Financial leverage is the use of borrowed money (debt) to finance the purchase of assets with the expectation that the income or capital gain from the new asset will exceed the cost of borrowing. In most cases, the debt provider will limit how much risk it is ready to take and indicate a limit on the extent of the leverage it will allow. In the case of asset-backed lending, the financial provider uses the assets as collateral until the borrower repays the loan. In the case of a cash flow loan, the general creditworthiness of the company is used to back the loan. The concept of leverage is common in the business world. It is mostly used to boost the returns on equity capital of a company, especially when the business is unable to increase its operating efficiency and returns on total investment. Because earnings on borrowing are higher than the interest payable on debt, the company's total earnings will increase, ultimately boosting stockholders' profits.Leverage and Capital Costs
The debt to equity ratio plays a role in the working average cost of capital (WACC). The overall interest on debt represents the break-even point that must be obtained to profitability in a given venture.

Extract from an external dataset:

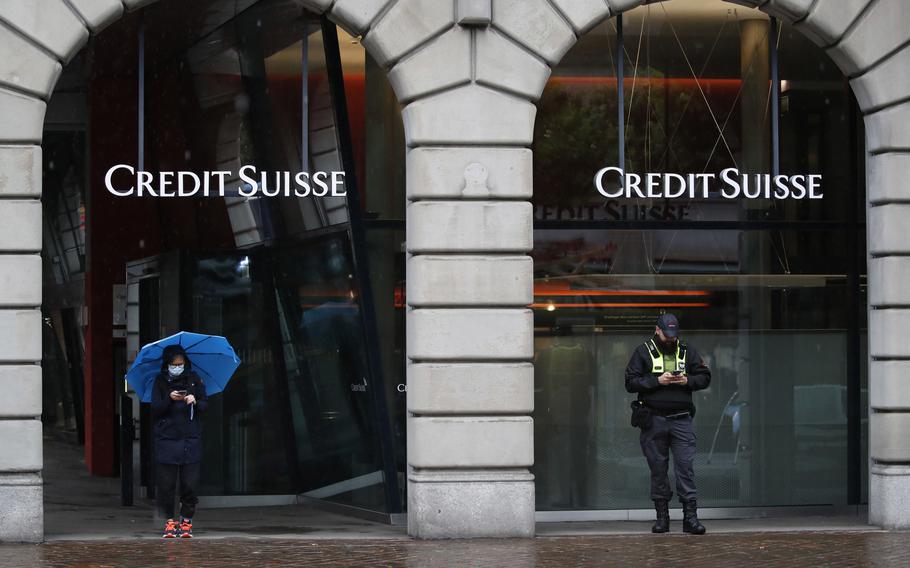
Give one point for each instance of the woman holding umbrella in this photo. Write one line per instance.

Thus, WACC is essentially the average interest an organization owes on the capital it has borrowed for leverage. Let's say equity represents 60% of borrowed capital, and debt is 40%. This results in a financial leverage calculation of 40/60, or 0.6667. The organization owes 10% on all equity and 5% on all debt. That means that the weighted average cost of capital is (.4)(5) + (.6)(10) - or 8%. For every $10,000 borrowed, this organization will owe $800 in interest. Profit must be higher than 8% on the project to offset the cost of interest and justify this leverage.Benefits of Financial Leverage
Leverage provides the following benefits for companies:- Leverage is an essential tool a company's management can use to make the best financing and investment decisions.
- It provides a variety of financing sources by which the firm can achieve its target earnings.
- Leverage is also an essential technique in investing as it helps companies set a threshold for the expansion of business operations. For example, it can be used to recommend restrictions on business expansion once the projected return on additional investment is lower than the cost of debt.